Prisoner Problem

The jail is getting rather crowded, and the jailor is thinking about setting some of the prisoners free. However they have to solve a challenge. If they fail, then they go back to their cells, and another group of prisoners will get a go. The challenge goes like this.

Ten prisoners will be selected, and have the challenge explained to them. They are allowed to confer at this stage, and plan their strategy. Then comes the challenge...

The prisoners will be lined up in a single file, all facing the same direction. The prisoner at the back can see all nine prisoners in front of him. The prisoner at the front cannot see any of the other prisoners, since they are all behind him. The prisoners standing in the rest of the line will only be able to see the prisoners in front of them, not the ones behind them.

Once the prisoners are standing in line, each prisoner will have a hat placed on their head. The hat will be either black or white. The choice of colour in each case is completely random. No prisoner can see the colour of their own hat. A prisoner can see the colour of the hats worn by any prisoners standing in front of him, but cannot see the colour of any hats worn by prisoners standing behind him.

Each prisoner then has to guess the colour of the hat they are wearing, and speak their choice out loud. They can only speak a single word, either 'white' or 'black'. The first prisoner to guess must be the prisoner standing at the back of the line. Then the prisoner in front of him, and so on. The last to speak will be the prisoner standing at the front of the line.

The jailor knows that this is a tough challenge. He will allow a maximum of one mistake, so long as the other nine guesses are correct. In which case, all ten prisoners will be released. However if there is more than one mistake, all the prisoners will be returned to their cells.

What is the best strategy the prisoners can adopt? What are their chances of getting free?

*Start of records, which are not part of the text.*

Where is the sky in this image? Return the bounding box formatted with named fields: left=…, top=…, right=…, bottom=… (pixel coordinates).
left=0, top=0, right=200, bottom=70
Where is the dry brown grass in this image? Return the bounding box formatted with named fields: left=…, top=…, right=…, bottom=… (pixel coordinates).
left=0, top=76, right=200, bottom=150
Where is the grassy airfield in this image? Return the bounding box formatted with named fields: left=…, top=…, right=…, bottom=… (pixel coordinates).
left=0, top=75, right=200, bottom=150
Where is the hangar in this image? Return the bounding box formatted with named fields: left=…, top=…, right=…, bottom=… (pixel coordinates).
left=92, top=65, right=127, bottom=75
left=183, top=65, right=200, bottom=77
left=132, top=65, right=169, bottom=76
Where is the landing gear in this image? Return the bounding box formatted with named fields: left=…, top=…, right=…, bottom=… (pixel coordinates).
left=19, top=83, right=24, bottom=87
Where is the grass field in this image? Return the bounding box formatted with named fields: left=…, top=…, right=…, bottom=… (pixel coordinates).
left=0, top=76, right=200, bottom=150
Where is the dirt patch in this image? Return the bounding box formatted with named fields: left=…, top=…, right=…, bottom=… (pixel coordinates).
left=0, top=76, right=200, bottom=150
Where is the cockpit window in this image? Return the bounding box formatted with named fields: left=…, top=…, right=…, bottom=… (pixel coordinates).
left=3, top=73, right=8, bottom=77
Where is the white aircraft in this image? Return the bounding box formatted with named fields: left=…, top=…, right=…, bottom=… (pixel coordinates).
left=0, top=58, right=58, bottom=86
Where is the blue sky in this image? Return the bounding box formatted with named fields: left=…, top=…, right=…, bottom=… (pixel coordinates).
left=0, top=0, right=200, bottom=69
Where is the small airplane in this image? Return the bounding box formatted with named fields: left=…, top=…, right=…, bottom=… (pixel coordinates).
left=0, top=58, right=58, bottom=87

There are no tricks. Just mathematics.

The answer is given on the next page.

The surprising answer to this problem is that the prisoners will always go free, so long as they follow the correct strategy.

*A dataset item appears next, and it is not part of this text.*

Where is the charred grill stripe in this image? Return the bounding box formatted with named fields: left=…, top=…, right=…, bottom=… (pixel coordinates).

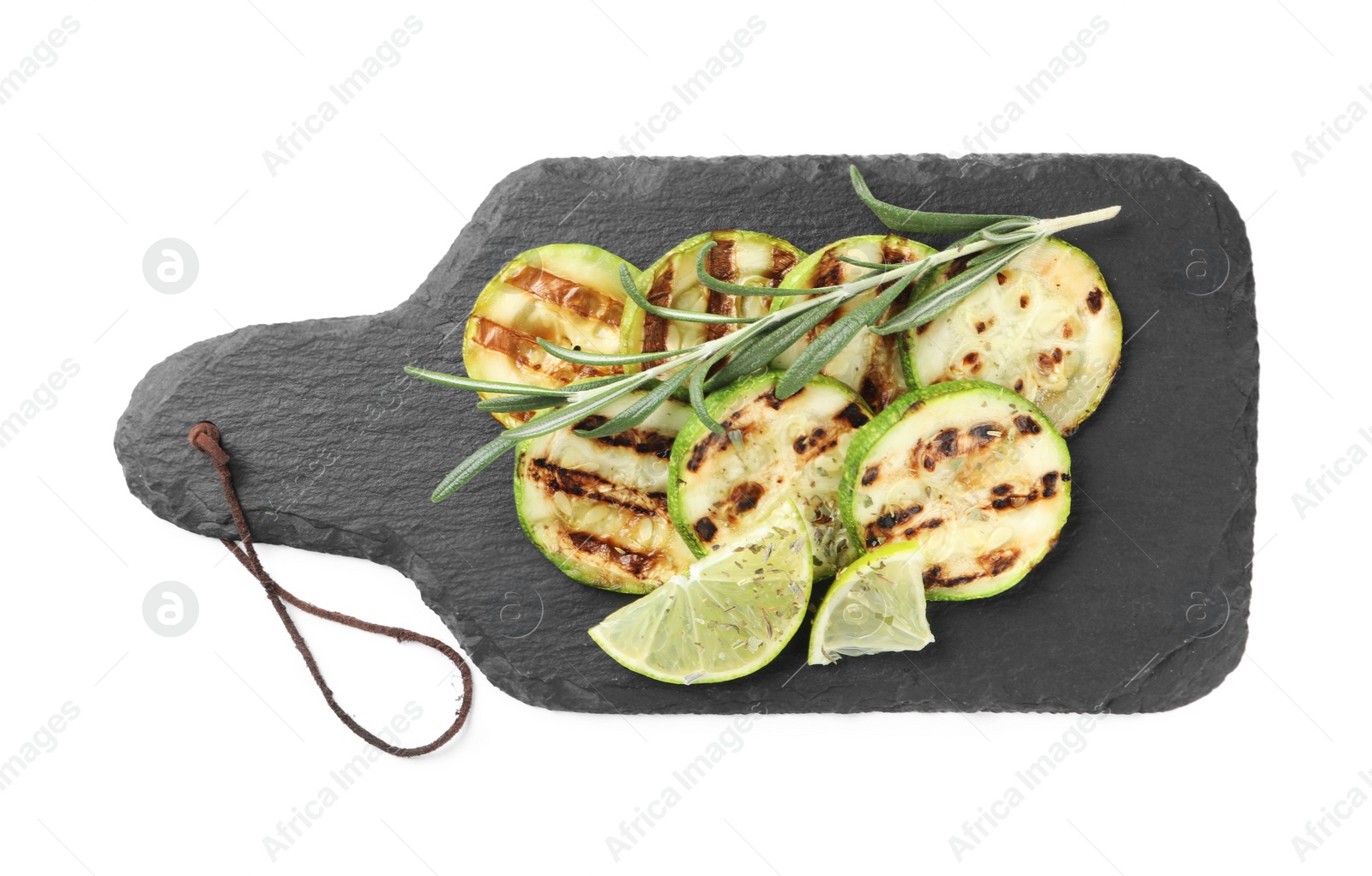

The prisoner at the back, who has to go first, cannot know whether they have a white or a black hat on their head. So, as it makes no difference whether they say white or black, they use their go to enable all the other prisoners to guess correctly, and thus all the prisoners go free. It works like this.

The prisoner at the back looks at the row of prisoners in front of him, and counts the number of black hats that he can see. If it is an odd number, he says 'black' and if it is an even number he says 'white'. He has a 50% chance of being correct as far as his own hat is concerned.

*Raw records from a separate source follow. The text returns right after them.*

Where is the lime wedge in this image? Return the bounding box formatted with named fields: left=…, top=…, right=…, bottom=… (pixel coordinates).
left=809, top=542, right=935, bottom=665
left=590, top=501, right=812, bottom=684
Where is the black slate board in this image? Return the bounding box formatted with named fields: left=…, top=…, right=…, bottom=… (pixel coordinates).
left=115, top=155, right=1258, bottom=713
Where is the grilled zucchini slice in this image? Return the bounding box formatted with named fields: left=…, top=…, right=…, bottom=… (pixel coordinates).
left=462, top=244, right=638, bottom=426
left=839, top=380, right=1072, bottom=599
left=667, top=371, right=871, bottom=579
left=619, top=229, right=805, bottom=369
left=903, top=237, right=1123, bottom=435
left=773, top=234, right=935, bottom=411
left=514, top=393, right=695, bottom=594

The prisoner in front of him counts how many black hats HE can see, and to this number he adds 1 if the prisoner behind him has said 'black'. If this number is odd, the second prisoner says 'black' since that will be the colour of his hat; however if the number is even, he should say 'white' and again this will be the colour of his hat.

Each prisoner in turn counts the number of black hats they can see in front of them, adds the number of times they have heard 'black' spoken, and they then say 'black' if the number is odd, and 'white' if the number is even.

Every prisoner will be able to guess correctly the colour of the hat they are wearing, apart from the prisoner at the back who guesses first. They have a 50% chance of being right. The jailor's conditions will have been met - not more than one mistake will have been made - and all the prisoners will go free.

Another way of thinking about the solution could be put this way... suppose the prisoner at the back can see 5 black hats in front of him, and he therefore says 'black' since 5 is an odd number. The prisoner in front of him happens to be wearing a white hat, and so he will also see 5 black hats in front of him. 5 plus 1 (the prisoner behind him said 'black') is an even number, therefore he guesses - correctly - that he is wearing a white hat. This will continue until we get to a prisoner who is actually waering a back hat. They will only see 4 black hats in front of them (they are wearing the 5th one!) and so they will add 4 and 1, which is an odd number, and correctly guess that they are wearing a black hat.